Properly speaking, you were speaking beyond the evidence, not completely without it. I still think the faith-based claim label is appropriate for that reason.
You cannot, by definition, transcend the universe. The universe is all.
The universe, as I am using it, means the totality of physical existence, matter and energy, and the physical laws and constants that govern them. That is what I am saying this being transcends.
And yet you continue to use the singular noun. If He transcends mathematics then he cannot have a numerical value. Therefore he is 0, non-existent. Either He does not transcend mathematics or he does not exist.
False dichotomy created from trying to impose the rules of the known upon the unknown. The fact that I use the singular noun in discussing him only reveals the limits of language, not the nature of the being under discussion.
So why do fish fear land predators such as bears? Regardless, it is an inappropriate metaphor.

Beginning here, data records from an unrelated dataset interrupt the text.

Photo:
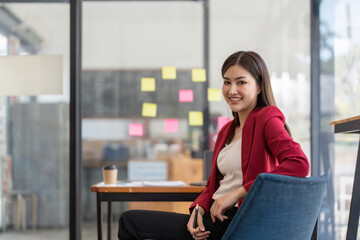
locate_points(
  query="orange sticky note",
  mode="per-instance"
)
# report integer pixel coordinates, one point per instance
(214, 95)
(198, 75)
(195, 118)
(149, 110)
(186, 95)
(222, 121)
(136, 129)
(168, 72)
(148, 84)
(171, 125)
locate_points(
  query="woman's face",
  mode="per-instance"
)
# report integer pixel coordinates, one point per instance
(240, 89)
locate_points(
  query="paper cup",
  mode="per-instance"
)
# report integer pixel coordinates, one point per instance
(110, 174)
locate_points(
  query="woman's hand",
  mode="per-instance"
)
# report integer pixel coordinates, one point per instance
(226, 202)
(198, 233)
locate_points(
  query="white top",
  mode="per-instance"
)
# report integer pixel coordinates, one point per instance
(229, 165)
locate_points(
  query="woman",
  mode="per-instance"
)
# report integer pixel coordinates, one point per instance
(256, 141)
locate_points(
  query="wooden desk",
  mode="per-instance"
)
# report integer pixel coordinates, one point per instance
(125, 194)
(352, 125)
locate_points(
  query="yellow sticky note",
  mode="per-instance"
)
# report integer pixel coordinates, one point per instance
(198, 75)
(148, 84)
(149, 110)
(195, 118)
(169, 73)
(214, 95)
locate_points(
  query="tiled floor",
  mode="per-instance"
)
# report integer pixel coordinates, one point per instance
(89, 232)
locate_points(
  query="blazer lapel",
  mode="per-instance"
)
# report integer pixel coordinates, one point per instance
(247, 139)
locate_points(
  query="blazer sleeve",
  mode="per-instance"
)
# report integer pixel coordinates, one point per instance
(291, 159)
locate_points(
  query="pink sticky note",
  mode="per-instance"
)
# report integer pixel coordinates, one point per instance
(222, 121)
(186, 95)
(171, 125)
(136, 129)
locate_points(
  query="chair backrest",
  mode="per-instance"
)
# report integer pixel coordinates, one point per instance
(207, 163)
(279, 207)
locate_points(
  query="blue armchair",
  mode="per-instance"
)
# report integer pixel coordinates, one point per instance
(279, 207)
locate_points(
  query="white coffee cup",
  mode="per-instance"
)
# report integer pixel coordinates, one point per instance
(110, 174)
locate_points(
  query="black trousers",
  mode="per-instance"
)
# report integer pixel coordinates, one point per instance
(142, 224)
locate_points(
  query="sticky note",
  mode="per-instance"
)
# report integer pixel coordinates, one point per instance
(186, 95)
(171, 125)
(214, 95)
(198, 75)
(168, 72)
(149, 110)
(148, 84)
(195, 118)
(222, 121)
(136, 129)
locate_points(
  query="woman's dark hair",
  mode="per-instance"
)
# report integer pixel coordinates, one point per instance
(255, 65)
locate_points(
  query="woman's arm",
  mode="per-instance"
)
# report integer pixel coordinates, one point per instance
(291, 158)
(226, 202)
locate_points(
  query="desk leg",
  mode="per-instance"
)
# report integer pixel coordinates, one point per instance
(355, 202)
(99, 215)
(109, 220)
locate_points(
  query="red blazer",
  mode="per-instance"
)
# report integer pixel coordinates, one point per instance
(266, 147)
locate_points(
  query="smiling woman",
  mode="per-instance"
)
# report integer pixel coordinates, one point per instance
(264, 146)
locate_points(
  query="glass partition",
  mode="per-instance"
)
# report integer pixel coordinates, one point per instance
(125, 49)
(347, 104)
(34, 120)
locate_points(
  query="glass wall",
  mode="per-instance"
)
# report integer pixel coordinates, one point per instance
(125, 49)
(126, 46)
(34, 120)
(143, 91)
(346, 66)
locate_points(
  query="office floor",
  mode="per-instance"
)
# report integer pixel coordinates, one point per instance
(89, 232)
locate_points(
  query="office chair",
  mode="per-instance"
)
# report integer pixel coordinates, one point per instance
(280, 208)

I was using it to illustrate a point, not to accurately portray the relationship between fish and land-dwelling creatures.
Merely existing gives your probability a value of 1. If something exists it has to have such a probability. Probability being a branch of mathematics, everything that exists must comply with mathematical laws, even God.
This does not show that God must comply with mathematical laws. This does not show that he could not alter the laws of mathematics to create all sorts of absurd equations that would nevertheless be true because his omnipotence gave Him power over them.
All this shows is that we can, at least in form, apply the human measurement of probability to God. Not that probability has some sort of power over him, or even that God is an appropriate subject for probability. Especially since probability is the measure of random events, and would hardly be appropriate for discussing something that is said to have always been and never occurred as the result of a particular event.
Your definition of agnostic is wrong then. An agnostic believes that it is not possible to know whether God exists or not. An atheist is a person who believes that there is no God. If you do not have a personal belief in God then you are an atheist, regardless of whether you make such a claim verbally.
Is an atheist “a person who believes that there is no God,” or is an atheist anyone who lacks a personal belief in God? You seem to be disagreeing with yourself here.
And yes, you are right when you defined agnostic, that's what I said. I wrote two posts ago: “agnosticism is an epistemological position that denies knowledge is possible. In this case, in the area of the existence or non-existence of God.”
Surely you understand that there's a different between knowledge and belief.